Spatial interaction data visualization, also named as flow mapping, has become widely used for exploratory spatiotemporal data analysis to understand complex spatial phenomena such as human migration, commercial trading, subsurface flow of water shed, disease propagation, and social networks. With the sharp growth of spatial interaction data type and their scale, the flow mapping meet two big challenges: growing data scale and growing computing intense followed up. To solve the problem caused by big data throughput, computation efficiency of complex algorithm and flexibility of user interaction in data exploring, we build a three-tiers flow mapping services framework in data-intensive computing environment.
Each tier employs different architecture to fulfill different demand in different stage.
- The first tier, names as data tier, which is responsible for data import/export and data preprocessing, is a computer cluster with scalable high throughput capacity.

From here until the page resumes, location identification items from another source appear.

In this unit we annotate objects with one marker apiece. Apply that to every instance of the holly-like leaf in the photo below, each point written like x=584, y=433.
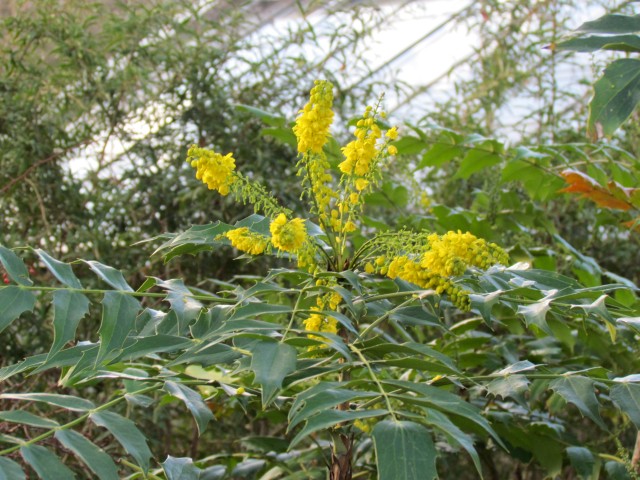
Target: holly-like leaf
x=579, y=391
x=404, y=450
x=68, y=309
x=118, y=319
x=271, y=362
x=14, y=301
x=15, y=267
x=47, y=465
x=616, y=95
x=193, y=401
x=180, y=469
x=536, y=314
x=62, y=271
x=613, y=197
x=10, y=470
x=626, y=396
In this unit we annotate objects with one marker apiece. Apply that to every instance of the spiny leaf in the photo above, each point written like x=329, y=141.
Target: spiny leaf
x=579, y=391
x=110, y=275
x=180, y=469
x=127, y=434
x=69, y=308
x=26, y=418
x=536, y=314
x=627, y=397
x=14, y=301
x=10, y=470
x=62, y=271
x=194, y=403
x=46, y=464
x=271, y=362
x=118, y=319
x=613, y=197
x=95, y=458
x=404, y=450
x=15, y=267
x=616, y=95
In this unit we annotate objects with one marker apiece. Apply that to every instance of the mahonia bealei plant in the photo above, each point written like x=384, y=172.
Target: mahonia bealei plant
x=430, y=261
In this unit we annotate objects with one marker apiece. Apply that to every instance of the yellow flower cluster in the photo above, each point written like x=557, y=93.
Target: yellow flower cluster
x=318, y=322
x=288, y=235
x=444, y=256
x=312, y=126
x=247, y=241
x=360, y=153
x=213, y=168
x=451, y=253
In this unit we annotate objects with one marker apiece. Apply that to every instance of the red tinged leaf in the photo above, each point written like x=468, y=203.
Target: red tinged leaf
x=614, y=196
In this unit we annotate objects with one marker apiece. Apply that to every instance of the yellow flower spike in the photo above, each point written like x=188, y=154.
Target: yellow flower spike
x=313, y=123
x=288, y=236
x=361, y=184
x=214, y=169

- The second tier, named as model tier, is a hybrid computation framework integrated with CPU and GPU core aiming to different application and different algorithms to produce middle stage graph data through complex computation such as classification, clustering and visual clutter prevention.
- The last tier, named as visualization tier, is a service-oriented architecture based on OGC© Web Map Service and achieved through browser.

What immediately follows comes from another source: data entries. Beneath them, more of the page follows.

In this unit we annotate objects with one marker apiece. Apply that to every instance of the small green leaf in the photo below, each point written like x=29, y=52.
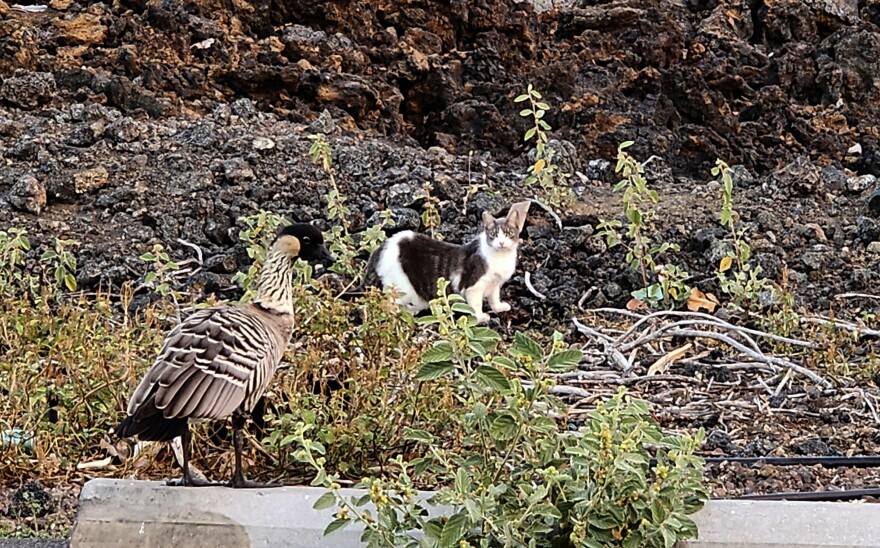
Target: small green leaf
x=525, y=345
x=336, y=525
x=415, y=434
x=441, y=352
x=492, y=378
x=503, y=428
x=431, y=371
x=453, y=530
x=70, y=282
x=327, y=500
x=565, y=359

The .CN DNS log files is employed to testify effectiveness and efficiency of our framework. The record amount of .CN DNS visiting exceed 10 billion per day; and the cumulative size of log file can be exceed to 100 GByte. The mapping of interactive visiting among 70,000+ IP address is a big challenge to traditional flow mapping toolkits and other GIS software. The findings from this case studies suggest that the hybrid flow mapping framework significantly enhances flow mapping analytics that would otherwise not be achievable based on individual standalone methods and tools.